Supplementary memorandum submitted by WWF-UK

WWF-UK CLARIFICATION REGARDING QUESTION 47 FROM JOHN ROBERTSON

  WWF wishes to make a clarification on its position with respect to the answer to Question 47 provided by Green Alliance. John Robertson addressed the following query to Chris Littlecott: "So would I be right in thinking that perhaps, unlike your colleague at the end, you have a more flexible way of looking at it in that you drive in hard targets to begin with but you would be more flexible in driving towards, in effect, by the time we get to 2030 or 2040, hard targets then?" This question followed previous discussion on whether introducing a tough EPS could provide a disincentive to investing in CCS technology.

  Green Alliance suggested in its response that when applying the EPS to CCS plants, we could "give them a percentage of wriggle room" in recognition of the fact that they will be testing their technology, so that power companies are not disincentivised from actually building CCS. From WWF's perspective, introducing a percentage of wriggle room on EPS levels for CCS plants is not needed in order to incentivise the building of CCS technology. A fixed plant based EPS that applies to all types of plant has the advantage of providing clear physical certainty as to the types of plant than can or cannot get built and together with the necessary financial incentives, will actually support the development of CCS technology in a way that ensures that CCS can help unabated fossil fuel plants meet the EPS set by the UK government.
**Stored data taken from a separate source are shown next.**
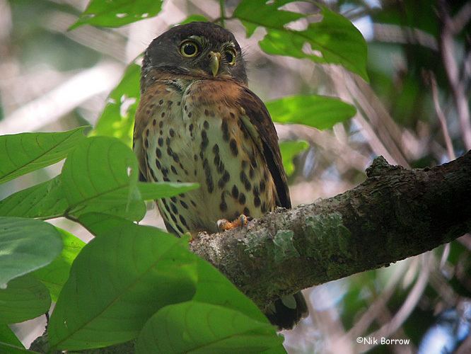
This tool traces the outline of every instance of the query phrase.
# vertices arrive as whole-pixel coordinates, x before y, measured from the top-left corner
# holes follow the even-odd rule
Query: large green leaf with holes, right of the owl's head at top
[[[322,21],[309,23],[306,30],[291,30],[286,25],[308,16],[279,7],[296,0],[243,0],[233,16],[239,18],[250,36],[258,26],[267,30],[260,41],[264,52],[306,58],[321,64],[340,64],[368,81],[366,42],[355,26],[325,6],[320,6]]]

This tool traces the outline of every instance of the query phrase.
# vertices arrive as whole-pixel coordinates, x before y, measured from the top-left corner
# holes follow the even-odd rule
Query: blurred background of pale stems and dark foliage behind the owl
[[[153,38],[188,16],[221,19],[219,1],[154,2],[154,12],[161,6],[157,17],[151,18],[149,9],[142,14],[149,18],[122,27],[82,25],[67,30],[88,1],[0,0],[0,134],[95,126],[107,103],[110,115],[132,118],[136,101],[129,97],[133,96],[120,94],[107,100],[127,65],[139,63],[136,58]],[[223,3],[230,17],[239,1]],[[364,180],[374,156],[383,155],[390,164],[424,168],[471,149],[471,1],[328,0],[324,4],[352,21],[366,39],[369,84],[342,67],[267,55],[258,45],[264,29],[257,28],[246,38],[240,21],[224,21],[245,51],[250,88],[264,101],[315,93],[356,107],[353,119],[328,130],[277,124],[293,205],[353,188]],[[318,13],[312,1],[283,9],[313,13],[313,22]],[[297,25],[302,30],[306,23]],[[135,74],[139,67],[131,66],[129,72]],[[122,84],[134,97],[138,95],[138,87]],[[300,116],[309,118],[306,113]],[[130,132],[132,119],[121,123],[103,128]],[[1,185],[0,198],[52,178],[60,167]],[[147,214],[144,223],[163,227],[155,210]],[[89,239],[76,224],[53,222]],[[469,353],[470,340],[465,337],[471,319],[470,249],[467,234],[387,268],[305,290],[310,316],[284,333],[285,348],[289,353],[415,353],[420,346],[423,353],[439,353],[427,343],[440,349],[439,343],[449,342],[448,352],[460,346],[459,353]],[[43,326],[43,319],[36,319],[17,326],[16,332],[29,343]],[[410,343],[385,346],[359,343],[358,337],[409,338]]]

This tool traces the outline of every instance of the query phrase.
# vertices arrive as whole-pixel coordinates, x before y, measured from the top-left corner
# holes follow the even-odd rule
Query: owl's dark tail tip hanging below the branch
[[[269,321],[279,329],[292,329],[301,318],[308,314],[308,305],[301,292],[277,299],[265,312]]]

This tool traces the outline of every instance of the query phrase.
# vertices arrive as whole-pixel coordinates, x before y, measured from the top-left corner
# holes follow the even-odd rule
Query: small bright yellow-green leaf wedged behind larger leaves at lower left
[[[76,256],[83,249],[83,246],[86,245],[85,242],[73,234],[59,228],[57,230],[64,244],[61,254],[52,263],[33,273],[33,276],[49,289],[52,301],[54,302],[57,302],[57,297],[59,297],[62,287],[64,287],[65,282],[69,279],[72,262],[74,262]]]

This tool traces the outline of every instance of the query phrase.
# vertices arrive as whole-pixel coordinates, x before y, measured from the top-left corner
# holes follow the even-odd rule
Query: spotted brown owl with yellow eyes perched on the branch
[[[133,144],[141,179],[200,185],[156,201],[177,236],[243,227],[291,207],[277,132],[245,66],[234,35],[214,23],[170,28],[144,52]],[[306,314],[301,292],[266,313],[280,329]]]

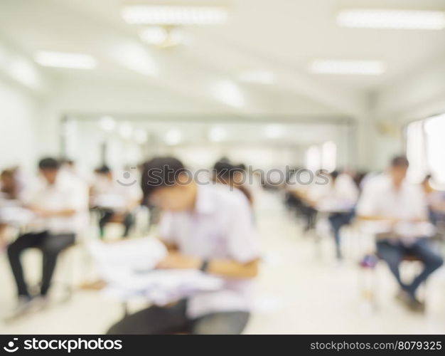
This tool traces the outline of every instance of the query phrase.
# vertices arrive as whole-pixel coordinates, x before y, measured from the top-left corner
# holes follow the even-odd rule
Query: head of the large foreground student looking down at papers
[[[141,177],[144,202],[161,209],[193,209],[196,184],[182,162],[174,157],[156,157],[144,163]]]

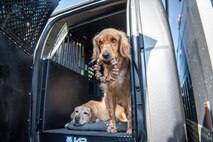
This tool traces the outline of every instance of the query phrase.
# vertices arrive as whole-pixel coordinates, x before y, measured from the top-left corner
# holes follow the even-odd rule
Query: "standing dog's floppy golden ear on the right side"
[[[119,49],[119,52],[120,52],[121,56],[130,59],[131,58],[130,57],[130,45],[129,45],[127,36],[122,31],[119,31],[119,34],[120,34],[120,49]]]

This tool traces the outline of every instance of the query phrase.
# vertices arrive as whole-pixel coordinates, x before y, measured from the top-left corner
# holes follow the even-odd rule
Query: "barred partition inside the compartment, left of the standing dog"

  In other words, an EPS must not merely be set at the level of carbon intensity of any new plant implied by the current Government requirements for CCS demonstration (which would risk happening if wriggle room was introduced in the way an EPS applies to CCS plants). An EPS of this kind would act solely as a mechanism to operationalise the CCS requirement rather than as a mechanism that drives the decarbonisation of the UK power sector, which should be the UK's key energy policy objective in line with the recommendations of the Committee on Climate Change. The fundamental point here is that the UK needs to avoid building a large number of new fossil fuel fired electricity plants until we have proven the technical and economic feasibility of CCS, to avoid the risk of being left with a long-term legacy of unabated high carbon emitting plants. This is why WWF has been calling for CCS demonstration projects to be focussed in the first instance on existing plants, such as the coal-fired plant at Longannet and the existing gas-fired plant at Peterhead, and for government and consumer funding of new electricity supply capacity to be focussed primarily on supporting the UK's renewable energy sector.